Uitspraak
OVERWEGINGEN
.
Centrale Raad van Beroep
In deze zaak gaat het om de opschorting en intrekking van de bijstand van appellant op grond van de Wet werk en bijstand (WWB). Appellant had bijstand ontvangen sinds 14 december 2011, maar weigerde op 19 september 2013 zijn medewerking aan een huisbezoek dat door handhavingsmedewerkers van de gemeente Velsen was aangevraagd. Ondanks dat appellant tijdens het gesprek met de handhavingsmedewerkers werd geïnformeerd over de gevolgen van zijn weigering, volhardde hij in zijn besluit om geen toestemming te geven voor het huisbezoek. Het college van burgemeester en wethouders van Velsen besloot daarop de bijstand van appellant op te schorten en later in te trekken, omdat hij niet had meegewerkt aan het huisbezoek.

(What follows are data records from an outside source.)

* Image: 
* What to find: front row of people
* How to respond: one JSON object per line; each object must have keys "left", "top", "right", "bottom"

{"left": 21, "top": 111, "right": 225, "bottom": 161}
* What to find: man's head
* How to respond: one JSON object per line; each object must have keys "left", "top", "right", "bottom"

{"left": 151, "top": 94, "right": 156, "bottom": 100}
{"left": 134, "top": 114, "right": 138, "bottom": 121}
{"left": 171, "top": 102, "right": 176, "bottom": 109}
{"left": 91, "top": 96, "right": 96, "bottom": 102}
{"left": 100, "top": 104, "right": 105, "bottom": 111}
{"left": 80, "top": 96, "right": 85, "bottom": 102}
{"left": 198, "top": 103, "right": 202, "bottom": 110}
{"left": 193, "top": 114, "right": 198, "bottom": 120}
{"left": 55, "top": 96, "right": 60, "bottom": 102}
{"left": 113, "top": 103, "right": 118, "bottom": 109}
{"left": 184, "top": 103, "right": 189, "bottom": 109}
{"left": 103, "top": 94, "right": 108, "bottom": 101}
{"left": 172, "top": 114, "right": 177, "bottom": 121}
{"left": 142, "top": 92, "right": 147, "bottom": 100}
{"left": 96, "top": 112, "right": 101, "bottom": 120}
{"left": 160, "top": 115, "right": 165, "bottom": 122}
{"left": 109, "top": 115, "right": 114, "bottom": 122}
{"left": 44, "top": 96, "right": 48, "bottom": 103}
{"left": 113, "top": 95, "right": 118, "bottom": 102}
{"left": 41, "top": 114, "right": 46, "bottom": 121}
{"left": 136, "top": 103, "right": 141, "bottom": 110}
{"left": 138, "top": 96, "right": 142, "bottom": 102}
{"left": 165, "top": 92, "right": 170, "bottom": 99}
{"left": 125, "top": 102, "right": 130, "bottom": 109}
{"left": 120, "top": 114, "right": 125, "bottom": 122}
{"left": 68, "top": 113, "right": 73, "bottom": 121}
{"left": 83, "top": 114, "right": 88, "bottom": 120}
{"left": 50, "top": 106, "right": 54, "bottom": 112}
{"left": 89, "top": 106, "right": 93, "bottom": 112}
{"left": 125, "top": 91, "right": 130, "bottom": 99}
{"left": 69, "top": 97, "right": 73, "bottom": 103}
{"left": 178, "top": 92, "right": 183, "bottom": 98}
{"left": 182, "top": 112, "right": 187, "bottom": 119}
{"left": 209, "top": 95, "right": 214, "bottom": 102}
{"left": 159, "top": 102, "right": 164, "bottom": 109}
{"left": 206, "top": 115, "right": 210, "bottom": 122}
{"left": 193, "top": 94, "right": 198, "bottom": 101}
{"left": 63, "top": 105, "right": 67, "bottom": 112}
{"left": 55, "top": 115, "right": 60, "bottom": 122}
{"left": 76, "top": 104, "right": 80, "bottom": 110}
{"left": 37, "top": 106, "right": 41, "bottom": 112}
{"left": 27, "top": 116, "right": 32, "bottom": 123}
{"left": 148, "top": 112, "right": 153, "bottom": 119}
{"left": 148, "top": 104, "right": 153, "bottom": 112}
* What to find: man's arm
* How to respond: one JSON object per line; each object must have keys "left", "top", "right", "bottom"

De Centrale Raad van Beroep bevestigde de beslissing van het college. De Raad oordeelde dat appellant onvoldoende medewerking had verleend en dat de opschorting en intrekking van de bijstand terecht waren. De Raad wees erop dat de hersteltermijn van vijf minuten die aan appellant was gegeven, voldoende was, en dat zijn argumenten over zijn Somalische afkomst en wantrouwen jegens autoriteiten niet konden leiden tot een ander oordeel. De Raad concludeerde dat appellant niet tijdig had gereageerd op het verzoek om medewerking en dat de intrekking van de bijstand op een juiste grondslag berustte.